Dalla Regione Sardegna la programmazione dei fondi per opere pubbliche.

La Giunta Regionale ha riprogrammato 57 milioni per finanziare otto opere pubbliche urgenti nel nord e nel resto della Sardegna. I fondi riguardano la messa in sicurezza delle strade, la mitigazione del rischio idrogeologico e il potenziamento infrastrutturale. La delibera approvata garantisce la copertura della quota residua, pari a 7,5 milioni, attraverso le risorse previste dall’accordo Stato-Regione per il 2033.

Le opere in Gallura.

Circa sette milioni riguardano l’adeguamento della strada provinciale 87, la ”Santu Juanni-Vaccilleddi”, dove una variante consentirà di deviare il traffico dalla frazione di Burrasca e migliorare la sicurezza viaria. Altri 4,5 milioni sono destinati alla SP 90 Sassari-Santa Teresa, che necessita di rettifiche geometriche, manutenzioni strutturali e rifacimento della pavimentazione. La delibera assegna 2,5 milioni per la diga di Monti di Deu, a seguito del definanziamento del precedente progetto avvenuto per complessità tecniche.

Le opere a Sassari.

Circa 4,5 milioni serviranno per realizzare il collegamento degli invasi Rio Mannu-Monte Lerno e Bidighinzu-Monte Orzastru. L’opera è considerata strategica per l’approvvigionamento idrico del nord-ovest della Sardegna. A Sassari sono destinati 8,5 milioni per la riqualificazione della “Valle dell’Eba Giara”. Si tratta di un intervento strategico per prevenire allagamenti nella zona del Rio San Giovanni e valorizzare aree vicine alla Fontana del Rosello.

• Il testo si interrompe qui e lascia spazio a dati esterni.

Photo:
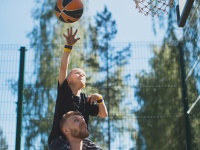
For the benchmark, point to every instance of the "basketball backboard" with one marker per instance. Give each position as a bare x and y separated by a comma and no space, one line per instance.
183,10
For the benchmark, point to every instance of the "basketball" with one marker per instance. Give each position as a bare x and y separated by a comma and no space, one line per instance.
69,11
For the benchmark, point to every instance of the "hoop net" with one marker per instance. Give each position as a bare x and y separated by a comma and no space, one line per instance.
153,7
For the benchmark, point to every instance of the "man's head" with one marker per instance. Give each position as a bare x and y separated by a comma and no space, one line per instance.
73,125
76,77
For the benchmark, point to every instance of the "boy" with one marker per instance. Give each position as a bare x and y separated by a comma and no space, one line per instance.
70,98
74,128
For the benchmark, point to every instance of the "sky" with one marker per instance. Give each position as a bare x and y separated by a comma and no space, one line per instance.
132,26
16,22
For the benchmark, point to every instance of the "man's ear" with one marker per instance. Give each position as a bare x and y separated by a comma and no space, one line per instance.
65,131
68,81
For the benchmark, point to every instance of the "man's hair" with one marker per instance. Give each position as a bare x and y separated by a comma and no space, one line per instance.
65,116
73,70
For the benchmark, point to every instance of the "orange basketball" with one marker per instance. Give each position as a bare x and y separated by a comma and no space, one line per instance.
69,11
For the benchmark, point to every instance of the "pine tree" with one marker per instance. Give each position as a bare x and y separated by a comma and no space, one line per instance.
110,80
3,144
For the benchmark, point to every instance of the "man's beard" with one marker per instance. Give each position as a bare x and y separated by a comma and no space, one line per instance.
79,134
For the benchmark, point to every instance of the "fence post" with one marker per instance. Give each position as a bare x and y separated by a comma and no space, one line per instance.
184,98
20,99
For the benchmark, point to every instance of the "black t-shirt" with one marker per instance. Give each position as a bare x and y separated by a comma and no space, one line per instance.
66,102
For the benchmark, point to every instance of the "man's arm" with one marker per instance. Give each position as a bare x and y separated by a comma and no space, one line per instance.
70,40
102,107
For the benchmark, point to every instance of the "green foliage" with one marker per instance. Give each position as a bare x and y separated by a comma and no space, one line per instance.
110,82
47,41
161,121
3,144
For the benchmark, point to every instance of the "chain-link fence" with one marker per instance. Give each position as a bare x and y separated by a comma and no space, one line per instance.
140,82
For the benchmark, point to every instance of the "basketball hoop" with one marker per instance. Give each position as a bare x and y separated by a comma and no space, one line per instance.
153,7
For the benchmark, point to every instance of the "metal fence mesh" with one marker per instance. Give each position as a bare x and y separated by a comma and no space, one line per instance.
144,98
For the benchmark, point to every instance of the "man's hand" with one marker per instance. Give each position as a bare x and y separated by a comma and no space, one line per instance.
93,98
70,39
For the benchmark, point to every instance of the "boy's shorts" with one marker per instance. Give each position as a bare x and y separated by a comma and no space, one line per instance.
61,143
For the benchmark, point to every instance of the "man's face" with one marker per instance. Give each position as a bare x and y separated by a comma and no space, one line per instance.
77,76
77,127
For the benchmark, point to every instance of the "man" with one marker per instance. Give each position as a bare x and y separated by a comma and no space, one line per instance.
70,97
74,128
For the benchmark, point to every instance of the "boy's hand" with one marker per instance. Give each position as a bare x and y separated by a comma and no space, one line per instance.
93,98
70,39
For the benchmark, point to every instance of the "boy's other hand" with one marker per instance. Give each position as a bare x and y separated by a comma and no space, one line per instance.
93,98
70,38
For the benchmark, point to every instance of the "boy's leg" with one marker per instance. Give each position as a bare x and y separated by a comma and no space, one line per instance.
89,145
59,143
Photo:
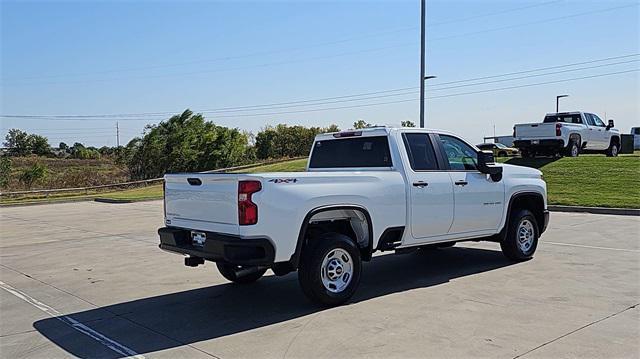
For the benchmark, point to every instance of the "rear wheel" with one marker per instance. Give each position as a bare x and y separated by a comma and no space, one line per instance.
522,236
613,150
330,269
240,274
573,150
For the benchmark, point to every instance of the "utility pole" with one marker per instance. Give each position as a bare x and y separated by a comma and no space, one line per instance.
558,101
423,10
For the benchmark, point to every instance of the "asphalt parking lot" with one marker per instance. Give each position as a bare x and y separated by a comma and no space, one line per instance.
88,280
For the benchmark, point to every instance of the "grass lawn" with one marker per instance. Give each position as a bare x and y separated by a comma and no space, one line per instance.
587,180
590,180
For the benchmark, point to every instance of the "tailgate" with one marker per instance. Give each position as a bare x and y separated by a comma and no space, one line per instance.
202,201
535,130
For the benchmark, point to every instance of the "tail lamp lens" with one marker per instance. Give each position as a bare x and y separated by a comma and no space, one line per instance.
247,210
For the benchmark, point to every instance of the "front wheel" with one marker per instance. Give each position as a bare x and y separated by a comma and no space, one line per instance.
522,236
241,274
573,150
330,269
613,150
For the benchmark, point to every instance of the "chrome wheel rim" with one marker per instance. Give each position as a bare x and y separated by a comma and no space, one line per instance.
336,270
526,235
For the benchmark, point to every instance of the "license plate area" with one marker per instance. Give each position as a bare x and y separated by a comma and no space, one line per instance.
198,238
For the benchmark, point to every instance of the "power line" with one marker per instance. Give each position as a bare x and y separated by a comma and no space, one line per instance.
429,98
345,98
342,54
270,52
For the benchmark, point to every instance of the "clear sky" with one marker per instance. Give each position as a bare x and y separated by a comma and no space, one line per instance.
132,57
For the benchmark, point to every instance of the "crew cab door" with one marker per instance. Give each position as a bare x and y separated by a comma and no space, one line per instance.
430,190
479,201
593,133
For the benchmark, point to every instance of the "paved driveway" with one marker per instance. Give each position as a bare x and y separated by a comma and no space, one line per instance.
87,279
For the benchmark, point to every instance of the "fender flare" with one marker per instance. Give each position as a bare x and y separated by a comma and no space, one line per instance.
503,232
295,257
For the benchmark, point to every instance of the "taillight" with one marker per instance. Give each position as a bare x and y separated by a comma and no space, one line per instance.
247,210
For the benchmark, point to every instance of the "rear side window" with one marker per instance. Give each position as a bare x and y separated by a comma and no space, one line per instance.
421,154
351,152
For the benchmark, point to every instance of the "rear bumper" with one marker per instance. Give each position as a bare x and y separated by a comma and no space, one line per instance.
219,247
546,221
549,143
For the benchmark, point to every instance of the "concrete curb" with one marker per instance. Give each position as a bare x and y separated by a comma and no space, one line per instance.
596,210
112,200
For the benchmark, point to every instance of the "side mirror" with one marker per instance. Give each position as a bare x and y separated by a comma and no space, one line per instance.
610,124
487,164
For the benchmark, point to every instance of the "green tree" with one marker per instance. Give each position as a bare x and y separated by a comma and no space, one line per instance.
5,171
18,142
184,143
39,145
360,124
34,174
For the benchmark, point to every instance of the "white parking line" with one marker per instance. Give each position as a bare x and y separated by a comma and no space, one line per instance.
592,247
102,339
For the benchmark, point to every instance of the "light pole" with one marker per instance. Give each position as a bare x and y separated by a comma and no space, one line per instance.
423,10
423,78
558,101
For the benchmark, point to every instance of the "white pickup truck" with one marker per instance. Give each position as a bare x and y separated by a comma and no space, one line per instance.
378,189
567,133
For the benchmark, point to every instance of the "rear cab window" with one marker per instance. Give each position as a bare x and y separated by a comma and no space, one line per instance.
351,152
568,118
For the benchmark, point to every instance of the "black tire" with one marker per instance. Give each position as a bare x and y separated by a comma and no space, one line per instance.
511,246
311,271
572,149
240,274
613,150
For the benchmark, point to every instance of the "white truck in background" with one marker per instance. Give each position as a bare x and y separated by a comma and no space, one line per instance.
377,189
567,133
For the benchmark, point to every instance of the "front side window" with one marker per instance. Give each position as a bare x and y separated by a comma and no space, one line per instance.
420,151
598,121
460,155
352,152
589,119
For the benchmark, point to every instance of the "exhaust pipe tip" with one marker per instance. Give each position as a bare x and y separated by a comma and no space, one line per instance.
193,261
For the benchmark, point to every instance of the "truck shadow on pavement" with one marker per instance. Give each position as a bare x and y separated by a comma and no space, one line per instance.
173,320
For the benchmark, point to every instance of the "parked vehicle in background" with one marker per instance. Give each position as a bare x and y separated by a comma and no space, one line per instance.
635,131
498,149
376,189
567,133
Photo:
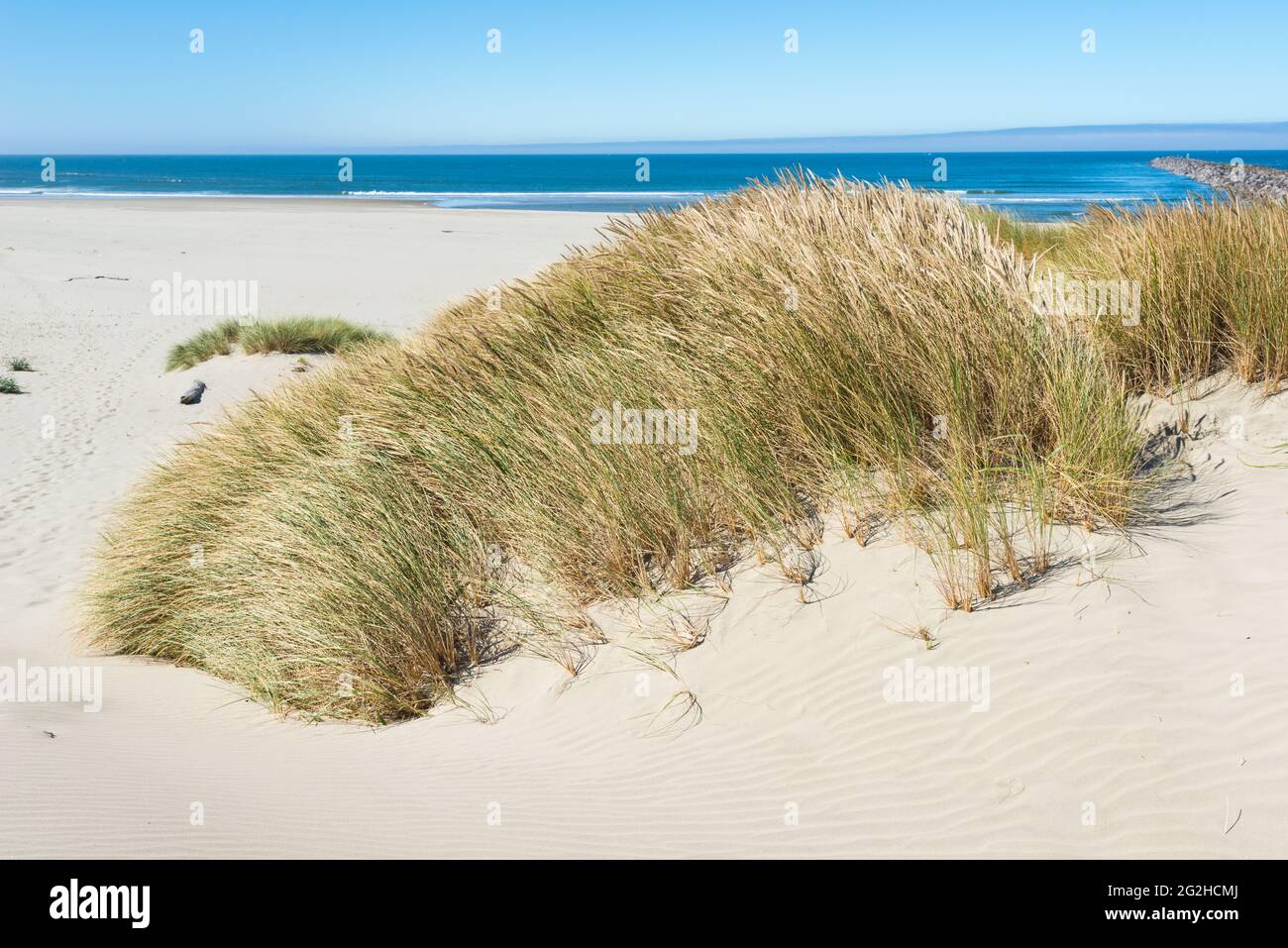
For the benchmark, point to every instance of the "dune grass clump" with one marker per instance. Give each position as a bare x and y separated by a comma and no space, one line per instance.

Tre milioni per la messa in sicurezza della via dell’Industria a Porto Torres, arteria ad alto traffico che collega il porto e le zone produttive.

Le opere in Sardegna.

L’investimento principale riguarda la ciclovia della Sardegna, con 26,5 milioni destinati al completamento della direttrice Cagliari-Barumini-Oristano-Bosa e alla prosecuzione dell’itinerario Bosa-Macomer-Sassari, per creare un lungo collegamento ciclabile sulla dorsale occidentale. Le risorse serviranno anche a migliorare l’accessibilità alle coste con gli itinerari Alghero-Badesi e Teulada-Villaputzu. Un milione servirà invece a completare lo svincolo della statale 130 su viale Villa di Chiesa a Iglesias, chiudendo così un’opera ferma dal 2022.

Il finanziamento.

I fondi, resi disponibili grazie allo slittamento di precedenti stanziamenti al 2031-2032, saranno utilizzati per interventi prioritari come la messa in sicurezza delle strade, la mitigazione del rischio idrogeologico e il potenziamento infrastrutturale. La giunta regionale della Sardegna ha riprogrammato la spesa di cinquantasette milioni di euro per finanziare otto opere pubbliche, ritenute urgenti e indifferibili. Questa somma deriva dalla riorganizzazione di 50 milioni stanziati nel 2023 per opere varie, il cui utilizzo è stato fatto slittare al 2031-2032, liberando così risorse immediatamente operative per il triennio 2026-2029.

L’assessore regionale dei Lavori Pubblici, Antonio Piu, ha spiegato che si tratta di somme importanti che sono riusciti a canalizzare aggiornando i cronoprogrammi di opere già finanziate, risorse che vengono destinate alla messa in sicurezza delle strade e alla mitigazione del rischio idrogeologico.